Genome-wide association studies have been successful in uncovering multiple loci for various cancers, including those with a pediatric age of onset. We are applying our arsenal of approaches to many types of cancer, which currently include testicular, pancreatic, melanoma, and neuroblastoma.
The susceptibility to autoimmune diseases such as rheumatoid arthritis (RA), type 1 diabetes (T1D), multiple sclerosis (MS), celiac disease (CD), myasthenia gravis (MG), systemic lupus erythematosus (SLE) and the auto-inflammatory diseases psoriasis and inflammatory bowel disease (e.g., Crohns disease and ulcerative colitis) have strong but complex genetic components. We are applying our 3D genomics approaches to multiple, disease-relevant immune cell populations including monocytes, naïve B and T lymphocytes, regulatory T cells, follicular helper T cells, germinal center B cells, memory Th1, Th2, Th17, and CTL cells.

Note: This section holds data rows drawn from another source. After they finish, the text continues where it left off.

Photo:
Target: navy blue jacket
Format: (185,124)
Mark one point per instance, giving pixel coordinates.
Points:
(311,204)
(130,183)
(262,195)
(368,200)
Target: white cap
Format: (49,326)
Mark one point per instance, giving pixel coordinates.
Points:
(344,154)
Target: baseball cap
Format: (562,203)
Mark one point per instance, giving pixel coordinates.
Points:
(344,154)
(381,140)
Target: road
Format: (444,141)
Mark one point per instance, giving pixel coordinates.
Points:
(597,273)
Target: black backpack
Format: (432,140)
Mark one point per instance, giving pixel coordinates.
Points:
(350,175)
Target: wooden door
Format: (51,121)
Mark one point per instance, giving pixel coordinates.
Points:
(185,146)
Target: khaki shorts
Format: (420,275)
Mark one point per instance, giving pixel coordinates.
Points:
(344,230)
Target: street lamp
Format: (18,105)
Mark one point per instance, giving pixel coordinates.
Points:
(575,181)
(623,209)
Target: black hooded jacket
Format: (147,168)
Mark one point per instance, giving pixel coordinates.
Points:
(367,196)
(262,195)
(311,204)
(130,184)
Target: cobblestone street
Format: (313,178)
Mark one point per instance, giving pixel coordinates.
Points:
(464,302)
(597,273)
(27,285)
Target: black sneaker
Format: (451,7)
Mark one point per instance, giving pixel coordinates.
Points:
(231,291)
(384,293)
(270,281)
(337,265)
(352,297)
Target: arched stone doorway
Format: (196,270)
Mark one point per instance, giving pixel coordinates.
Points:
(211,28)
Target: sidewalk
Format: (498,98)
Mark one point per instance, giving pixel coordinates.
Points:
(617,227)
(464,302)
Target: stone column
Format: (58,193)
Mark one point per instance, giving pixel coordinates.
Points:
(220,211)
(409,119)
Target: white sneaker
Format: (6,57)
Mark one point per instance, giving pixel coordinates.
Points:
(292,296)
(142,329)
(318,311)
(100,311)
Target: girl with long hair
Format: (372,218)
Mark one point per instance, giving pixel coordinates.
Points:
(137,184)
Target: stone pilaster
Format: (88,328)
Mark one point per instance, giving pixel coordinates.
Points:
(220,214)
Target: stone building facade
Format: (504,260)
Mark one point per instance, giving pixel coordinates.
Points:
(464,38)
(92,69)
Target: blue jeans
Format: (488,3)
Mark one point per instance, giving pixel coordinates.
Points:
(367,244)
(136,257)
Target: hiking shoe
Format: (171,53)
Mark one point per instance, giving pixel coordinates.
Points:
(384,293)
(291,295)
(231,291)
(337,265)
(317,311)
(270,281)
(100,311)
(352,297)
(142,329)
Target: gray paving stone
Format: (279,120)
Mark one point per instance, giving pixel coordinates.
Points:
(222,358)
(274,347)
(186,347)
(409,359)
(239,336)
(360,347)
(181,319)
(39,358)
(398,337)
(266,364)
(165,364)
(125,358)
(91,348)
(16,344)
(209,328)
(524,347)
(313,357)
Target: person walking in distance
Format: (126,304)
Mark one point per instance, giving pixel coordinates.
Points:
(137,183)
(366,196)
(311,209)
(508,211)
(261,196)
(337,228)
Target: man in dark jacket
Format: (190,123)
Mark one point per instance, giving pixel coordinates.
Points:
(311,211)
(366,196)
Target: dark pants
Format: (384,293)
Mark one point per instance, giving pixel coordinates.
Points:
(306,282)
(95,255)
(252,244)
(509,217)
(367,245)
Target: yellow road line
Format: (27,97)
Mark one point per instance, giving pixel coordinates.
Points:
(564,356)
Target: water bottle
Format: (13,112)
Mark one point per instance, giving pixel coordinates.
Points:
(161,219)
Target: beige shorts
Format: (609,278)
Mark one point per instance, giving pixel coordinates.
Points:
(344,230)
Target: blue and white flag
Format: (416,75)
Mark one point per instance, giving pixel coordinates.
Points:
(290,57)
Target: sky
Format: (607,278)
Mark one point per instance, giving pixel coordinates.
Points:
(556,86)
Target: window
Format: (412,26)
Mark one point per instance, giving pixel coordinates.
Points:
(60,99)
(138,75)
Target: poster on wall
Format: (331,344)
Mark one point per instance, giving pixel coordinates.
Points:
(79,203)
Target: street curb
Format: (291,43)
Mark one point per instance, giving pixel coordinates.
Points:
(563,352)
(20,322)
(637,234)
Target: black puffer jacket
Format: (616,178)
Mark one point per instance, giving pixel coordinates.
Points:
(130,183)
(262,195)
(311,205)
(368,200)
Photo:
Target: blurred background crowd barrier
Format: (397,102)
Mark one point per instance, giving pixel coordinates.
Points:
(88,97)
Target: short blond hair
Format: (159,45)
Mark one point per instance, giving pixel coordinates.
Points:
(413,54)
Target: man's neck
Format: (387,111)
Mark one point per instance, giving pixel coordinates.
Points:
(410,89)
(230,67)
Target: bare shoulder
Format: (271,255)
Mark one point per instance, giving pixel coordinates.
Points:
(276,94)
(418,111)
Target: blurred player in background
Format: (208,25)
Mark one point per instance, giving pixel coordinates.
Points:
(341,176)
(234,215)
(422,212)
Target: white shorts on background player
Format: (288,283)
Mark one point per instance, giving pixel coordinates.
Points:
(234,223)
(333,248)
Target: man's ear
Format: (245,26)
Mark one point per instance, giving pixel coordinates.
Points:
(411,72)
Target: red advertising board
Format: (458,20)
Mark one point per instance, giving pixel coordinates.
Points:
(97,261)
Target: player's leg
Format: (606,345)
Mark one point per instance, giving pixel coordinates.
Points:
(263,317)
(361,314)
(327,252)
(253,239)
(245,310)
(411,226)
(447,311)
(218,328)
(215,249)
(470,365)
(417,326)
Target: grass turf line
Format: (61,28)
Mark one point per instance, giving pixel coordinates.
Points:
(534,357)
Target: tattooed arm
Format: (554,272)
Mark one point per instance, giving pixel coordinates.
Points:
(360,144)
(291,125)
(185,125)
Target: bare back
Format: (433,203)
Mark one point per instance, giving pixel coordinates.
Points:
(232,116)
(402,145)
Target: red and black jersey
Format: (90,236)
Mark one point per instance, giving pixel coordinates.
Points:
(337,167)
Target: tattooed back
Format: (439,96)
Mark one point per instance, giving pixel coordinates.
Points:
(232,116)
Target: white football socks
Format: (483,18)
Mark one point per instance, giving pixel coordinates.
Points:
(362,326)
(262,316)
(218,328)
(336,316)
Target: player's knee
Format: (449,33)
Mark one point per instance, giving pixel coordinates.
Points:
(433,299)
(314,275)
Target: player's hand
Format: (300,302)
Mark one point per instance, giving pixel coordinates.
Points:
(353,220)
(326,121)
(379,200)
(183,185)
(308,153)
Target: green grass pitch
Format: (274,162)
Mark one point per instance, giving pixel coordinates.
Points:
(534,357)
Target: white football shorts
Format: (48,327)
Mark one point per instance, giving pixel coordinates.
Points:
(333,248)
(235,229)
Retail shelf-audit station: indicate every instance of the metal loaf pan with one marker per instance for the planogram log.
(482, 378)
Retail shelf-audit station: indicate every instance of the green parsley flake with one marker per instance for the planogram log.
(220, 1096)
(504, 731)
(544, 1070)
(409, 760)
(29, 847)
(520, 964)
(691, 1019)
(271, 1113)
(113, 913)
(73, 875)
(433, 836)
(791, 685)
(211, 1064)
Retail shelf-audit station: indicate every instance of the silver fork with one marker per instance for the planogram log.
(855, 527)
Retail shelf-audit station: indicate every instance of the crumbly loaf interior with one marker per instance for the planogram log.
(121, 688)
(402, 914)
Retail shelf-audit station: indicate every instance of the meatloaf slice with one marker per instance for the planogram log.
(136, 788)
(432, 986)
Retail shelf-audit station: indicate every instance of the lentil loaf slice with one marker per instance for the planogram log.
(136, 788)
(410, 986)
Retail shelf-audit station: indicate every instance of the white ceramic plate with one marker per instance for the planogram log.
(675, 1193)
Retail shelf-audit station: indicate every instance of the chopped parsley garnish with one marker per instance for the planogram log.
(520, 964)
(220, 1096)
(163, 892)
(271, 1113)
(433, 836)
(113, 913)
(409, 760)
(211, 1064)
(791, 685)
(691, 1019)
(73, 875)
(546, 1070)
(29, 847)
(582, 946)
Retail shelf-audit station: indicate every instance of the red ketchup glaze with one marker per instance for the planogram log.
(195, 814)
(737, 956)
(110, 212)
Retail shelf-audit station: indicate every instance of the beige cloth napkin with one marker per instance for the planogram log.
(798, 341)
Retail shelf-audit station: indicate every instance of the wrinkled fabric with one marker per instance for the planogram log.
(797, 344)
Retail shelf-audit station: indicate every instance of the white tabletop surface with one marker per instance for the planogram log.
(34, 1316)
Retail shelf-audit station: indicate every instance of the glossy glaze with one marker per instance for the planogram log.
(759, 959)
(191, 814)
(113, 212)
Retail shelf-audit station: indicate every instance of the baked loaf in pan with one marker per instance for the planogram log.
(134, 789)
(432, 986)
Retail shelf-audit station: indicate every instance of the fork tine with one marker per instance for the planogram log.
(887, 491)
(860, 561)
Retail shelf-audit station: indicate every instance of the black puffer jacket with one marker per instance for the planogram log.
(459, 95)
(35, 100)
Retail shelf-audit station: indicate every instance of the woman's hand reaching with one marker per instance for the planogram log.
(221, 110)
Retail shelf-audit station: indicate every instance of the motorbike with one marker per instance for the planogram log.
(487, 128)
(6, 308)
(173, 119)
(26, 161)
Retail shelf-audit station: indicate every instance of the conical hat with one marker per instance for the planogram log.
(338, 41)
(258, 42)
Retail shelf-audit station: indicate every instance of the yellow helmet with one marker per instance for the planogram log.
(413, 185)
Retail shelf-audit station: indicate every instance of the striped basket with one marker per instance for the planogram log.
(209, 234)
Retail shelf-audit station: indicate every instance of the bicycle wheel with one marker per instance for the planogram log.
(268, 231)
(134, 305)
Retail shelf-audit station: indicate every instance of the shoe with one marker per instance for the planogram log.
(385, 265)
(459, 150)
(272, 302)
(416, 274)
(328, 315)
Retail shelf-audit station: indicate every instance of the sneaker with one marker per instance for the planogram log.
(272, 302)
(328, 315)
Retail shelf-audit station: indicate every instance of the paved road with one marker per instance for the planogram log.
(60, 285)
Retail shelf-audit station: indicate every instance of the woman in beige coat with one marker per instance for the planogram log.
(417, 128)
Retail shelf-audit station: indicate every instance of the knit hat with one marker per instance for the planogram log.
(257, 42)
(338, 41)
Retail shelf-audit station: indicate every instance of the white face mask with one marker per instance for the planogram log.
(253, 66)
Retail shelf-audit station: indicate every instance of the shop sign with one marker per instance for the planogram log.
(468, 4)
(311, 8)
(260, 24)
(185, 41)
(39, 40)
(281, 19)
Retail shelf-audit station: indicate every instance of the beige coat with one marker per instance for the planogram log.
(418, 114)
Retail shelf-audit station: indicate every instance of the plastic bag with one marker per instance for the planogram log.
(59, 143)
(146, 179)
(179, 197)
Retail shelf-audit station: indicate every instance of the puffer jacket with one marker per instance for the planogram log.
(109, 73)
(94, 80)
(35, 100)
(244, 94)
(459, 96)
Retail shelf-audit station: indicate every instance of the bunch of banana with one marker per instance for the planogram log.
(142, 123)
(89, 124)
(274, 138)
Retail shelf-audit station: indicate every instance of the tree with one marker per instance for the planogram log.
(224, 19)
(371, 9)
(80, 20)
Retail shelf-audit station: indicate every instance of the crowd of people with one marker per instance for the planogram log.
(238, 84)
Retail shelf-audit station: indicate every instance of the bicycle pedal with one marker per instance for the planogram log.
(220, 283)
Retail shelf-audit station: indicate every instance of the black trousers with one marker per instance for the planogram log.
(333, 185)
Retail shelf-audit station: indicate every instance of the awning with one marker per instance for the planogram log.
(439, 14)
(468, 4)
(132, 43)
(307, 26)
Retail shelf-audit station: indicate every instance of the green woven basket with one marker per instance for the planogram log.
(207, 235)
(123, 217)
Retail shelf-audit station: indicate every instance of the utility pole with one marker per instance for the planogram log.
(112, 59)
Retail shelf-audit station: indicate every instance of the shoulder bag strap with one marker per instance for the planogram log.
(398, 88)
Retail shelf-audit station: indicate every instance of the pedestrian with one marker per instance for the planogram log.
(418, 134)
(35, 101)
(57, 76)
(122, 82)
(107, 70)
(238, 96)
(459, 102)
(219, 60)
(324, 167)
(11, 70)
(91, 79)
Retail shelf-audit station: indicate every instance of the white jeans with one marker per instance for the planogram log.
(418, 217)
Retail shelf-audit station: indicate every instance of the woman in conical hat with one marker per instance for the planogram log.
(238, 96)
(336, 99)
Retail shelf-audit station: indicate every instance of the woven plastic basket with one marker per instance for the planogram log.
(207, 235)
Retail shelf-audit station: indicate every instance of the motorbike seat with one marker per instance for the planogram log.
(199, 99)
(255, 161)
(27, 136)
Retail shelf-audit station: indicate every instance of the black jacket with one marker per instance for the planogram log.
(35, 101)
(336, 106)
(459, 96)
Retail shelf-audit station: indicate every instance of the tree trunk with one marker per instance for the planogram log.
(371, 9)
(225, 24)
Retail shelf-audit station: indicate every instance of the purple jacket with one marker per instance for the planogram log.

Recently, we completed a high-resolution open chromatin and 3D promoter interactomes in human follicular helper (TFH) T cells, a disease-relevant cell type required for the production of autoantibodies and use these maps to gain insight into the genetic basis of systemic lupus erythematosus (SLE). We identified ~350 putative functional SLE variants based on their accessibility in TFH open chromatin. Open promoter variants were enriched at genes highly expressed in TFH, and non-promoter open variants were enriched for enhancer signatures. Importantly, we find that 50 percent of non-promoter variants skip the nearest promoter to physically interact only with distant genes. Gene ontology confirmed that genes physically interacting with SLE variants in three dimensions reside in highly TFH- and SLE-relevant networks, while the set of genes residing nearest to these variants in one dimension do not. An example of this is an accessible intronic SLE variant at the LPP locus that loops over 1 Mb to interact with the promoter of the master TFH transcription factor gene BCL6. CRISPR/CAS9 genome editing confirmed that this variant resides in a novel distal enhancer required for normal expression of BCL6. This 3D variant-to-gene mapping approach gives crucial insight into the disease-associated regulatory architecture of the human genome.